The next time Cameron saw Detective Slonsky was a half hour later, when he dropped by her room to let her know that, due to certain “unexpected developments,” she would not only have to remain in her room longer than anticipated, but that he was posting a guard at her door. He added that “it had been requested” that she not make any calls from either her cell phone or the hotel line until “they” had finished questioning her.

For the first time, Cameron wondered whether she personally was in trouble. “Am I considered a suspect in this investigation?” she asked Slonsky.

“I didn’t say that.”

She noticed that wasn’t officially a “no.”

As Slonsky turned to leave, she threw another question at him. “Who are ‘they’?”

He peered over his shoulder. “Excuse me?”

“You said I can’t make any calls until ‘they’ finish questioning me,” Cameron said. “Who were you referring to?”

The detective’s expression said that he had no intention of answering that question. “We appreciate your continued cooperation, Ms. Lynde. That’s all I can say for now.”

A few minutes after Slonsky left, Cameron looked out her peephole and—sure enough—was treated to the view of the back of some man’s head, presumably the guard he had stationed outside her door. She left the door and went back to sitting on the bed. Cameron glanced at the clock and saw that it was nearly 7:00 A.M. She turned on the television—Slonsky hadn’t said anything about not watching TV, after all—and hoped that maybe she would see something about whatever was happening on the news.

She was still pushing buttons on the remote, trying to figure out how to get past that damn hotel “Welcome” screen, when the door to her room flew open once more.

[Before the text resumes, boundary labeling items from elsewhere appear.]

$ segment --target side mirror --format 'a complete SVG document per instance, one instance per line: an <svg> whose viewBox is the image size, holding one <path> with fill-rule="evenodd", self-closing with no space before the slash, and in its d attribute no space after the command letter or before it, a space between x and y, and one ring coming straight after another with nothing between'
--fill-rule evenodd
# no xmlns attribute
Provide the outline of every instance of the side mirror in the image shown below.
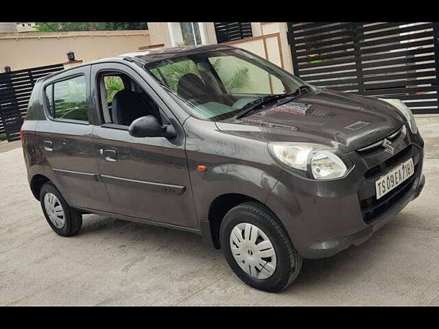
<svg viewBox="0 0 439 329"><path fill-rule="evenodd" d="M131 123L128 128L133 137L175 137L172 125L162 125L154 115L141 117Z"/></svg>

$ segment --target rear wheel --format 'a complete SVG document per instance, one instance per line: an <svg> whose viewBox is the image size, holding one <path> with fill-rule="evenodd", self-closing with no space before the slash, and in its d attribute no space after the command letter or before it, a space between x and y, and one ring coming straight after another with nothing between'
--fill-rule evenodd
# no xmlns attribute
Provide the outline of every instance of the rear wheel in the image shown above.
<svg viewBox="0 0 439 329"><path fill-rule="evenodd" d="M47 223L58 234L70 236L81 230L82 215L67 204L53 184L46 183L43 186L40 202Z"/></svg>
<svg viewBox="0 0 439 329"><path fill-rule="evenodd" d="M247 202L232 208L220 234L228 265L249 286L280 291L300 271L302 257L274 214L261 204Z"/></svg>

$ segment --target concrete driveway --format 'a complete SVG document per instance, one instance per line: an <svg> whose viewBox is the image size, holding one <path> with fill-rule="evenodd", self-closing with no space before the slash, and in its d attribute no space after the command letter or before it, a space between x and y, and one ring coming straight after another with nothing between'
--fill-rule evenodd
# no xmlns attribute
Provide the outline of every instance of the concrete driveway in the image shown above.
<svg viewBox="0 0 439 329"><path fill-rule="evenodd" d="M28 187L20 143L0 143L0 304L439 305L439 117L416 120L420 196L362 245L305 260L277 294L242 283L193 234L88 215L78 235L58 236Z"/></svg>

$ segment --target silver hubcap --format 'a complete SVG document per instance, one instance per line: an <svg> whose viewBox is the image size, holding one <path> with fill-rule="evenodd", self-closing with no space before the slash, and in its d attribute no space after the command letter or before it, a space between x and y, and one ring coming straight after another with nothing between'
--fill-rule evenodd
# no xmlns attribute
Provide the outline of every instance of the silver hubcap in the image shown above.
<svg viewBox="0 0 439 329"><path fill-rule="evenodd" d="M44 206L50 221L56 228L62 228L65 224L64 210L61 203L54 193L50 192L44 196Z"/></svg>
<svg viewBox="0 0 439 329"><path fill-rule="evenodd" d="M247 274L258 279L273 275L276 252L262 230L249 223L240 223L232 230L230 243L235 260Z"/></svg>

Slonsky stuck his head in. “Sorry—no television either.”

He shut the door.

“Stupid thin walls,” Cameron muttered under her breath. Not that anyone was listening. Then again . . .

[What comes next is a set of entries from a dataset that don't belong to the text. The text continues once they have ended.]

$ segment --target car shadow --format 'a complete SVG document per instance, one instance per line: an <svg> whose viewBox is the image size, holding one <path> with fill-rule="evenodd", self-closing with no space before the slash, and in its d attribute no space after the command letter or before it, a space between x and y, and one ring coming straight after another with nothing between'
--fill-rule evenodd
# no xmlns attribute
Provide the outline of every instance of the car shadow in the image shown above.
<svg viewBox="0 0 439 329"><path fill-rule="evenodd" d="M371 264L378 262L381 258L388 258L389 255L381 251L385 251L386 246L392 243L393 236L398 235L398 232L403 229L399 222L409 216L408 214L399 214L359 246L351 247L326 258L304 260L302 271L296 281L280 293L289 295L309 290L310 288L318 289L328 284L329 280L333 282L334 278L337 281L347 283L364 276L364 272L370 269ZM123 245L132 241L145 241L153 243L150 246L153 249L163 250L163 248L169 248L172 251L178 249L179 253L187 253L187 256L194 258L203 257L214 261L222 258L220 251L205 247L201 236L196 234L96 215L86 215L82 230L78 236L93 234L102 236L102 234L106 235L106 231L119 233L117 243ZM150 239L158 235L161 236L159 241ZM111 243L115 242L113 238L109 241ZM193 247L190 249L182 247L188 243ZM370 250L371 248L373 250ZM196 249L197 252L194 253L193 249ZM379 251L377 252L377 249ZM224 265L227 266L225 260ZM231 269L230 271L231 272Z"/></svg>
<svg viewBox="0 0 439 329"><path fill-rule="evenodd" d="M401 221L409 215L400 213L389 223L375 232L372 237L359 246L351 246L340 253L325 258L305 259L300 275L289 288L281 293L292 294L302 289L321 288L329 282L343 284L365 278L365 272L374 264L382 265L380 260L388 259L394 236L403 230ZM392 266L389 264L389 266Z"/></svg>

“Can I at least read a book, Detective Slonsky?” she asked the empty room.

A pause.

Then a voice came through the door, from the hallway.

“Sure.”

And indeed the walls were so thin, Cameron could actually hear the faint trace of a smile in his answer.

“THIS IS GETTING ridiculous. I have rights, you know.”

Cameron faced off against the cop guarding the door to her hotel room, determined to get some answers.

The young police officer nodded sympathetically. “I know, ma’am, and I do apologize, but I’m just following orders.”

Maybe it was her frustration at being cooped up in her hotel room for what was now going on five—yes, five—hours, but Cameron was going to strangle the kid if he ma’am-ed her one more time. She was thirty-two years old, not sixty. Although she’d probably given up the right to be called “Miss” somewhere around the time she had started thinking of twenty-two-year-old man-boy police officers as kids.